Part of the economy's weakness reflects the fallout from the pound's drop since the vote to leave the European Union in 2016. Household-spending growth slowed in the fourth quarter, leaving its full-year increase at 1.8 per cent, the weakest in five years. But there has also been an upside from the currency move, with a boost to exports. Trade contributed 0.4 percentage point to growth in 2017, the first time it's added to the expansion over a full year since 2011.
The merits of depreciation were on debate on Wednesday as Bank of England governor Mark Carney and fellow policy makers took questions at a Parliament committee. Most agreed that devaluations just make people "poorer", a view reflected in consumer behavior and retail sales over the past year.
“Services continued to drive growth at the end of 2017, but with a number of consumer-facing industries slowing, as price rises led to household budgets being squeezed,” said Darren Morgan, head of GDP at the ONS.
Brexit continues to dominate the outlook for the economy, creating uncertainty for companies and consumers that’s holding back demand. Divisions within government aren’t helping the situation, and Prime Minister Theresa May is gathering with her most senior cabinet ministers on Thursday in a bid to end the rift over the EU exit process.
Services - the biggest part of the UK economy - grew 0.6 per cent in the fourth quarter, though downward revisions to components including distribution, hotels and restaurants contributed to the revision in headline GDP. The 1.6 per cent full-year growth was the slowest since 2011. The estimate for industrial production in the fourth quarter was also revised lower.

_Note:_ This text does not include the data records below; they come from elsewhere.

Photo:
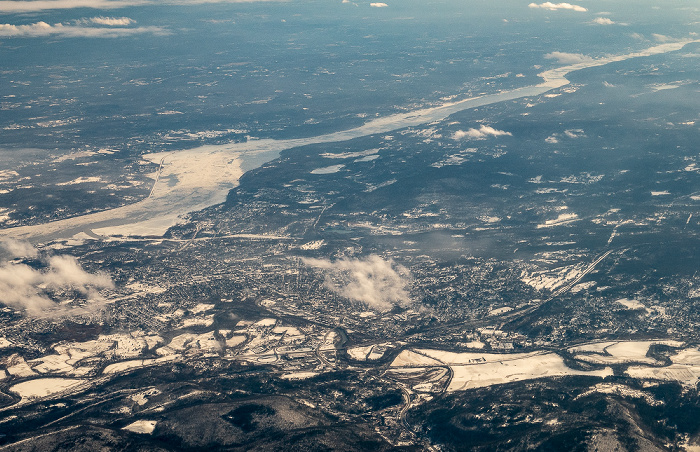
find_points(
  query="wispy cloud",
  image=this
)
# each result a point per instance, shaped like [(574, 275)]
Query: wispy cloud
[(20, 6), (481, 133), (568, 58), (77, 30), (112, 21), (662, 38), (603, 21), (39, 292), (556, 6), (379, 283)]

Even with the economy on a weaker growth path, inflation has taken over as the BOE’s primary concern. It’s currently running at 3 per cent, a full percentage point above the central bank’s target, prompting an interest-rate increase in November. Officials say that more tightening will be needed to keep prices in check, though Carney refused to be drawn on the exact timing of the next hike on Wednesday. Market pricing suggests it could happen as soon as May.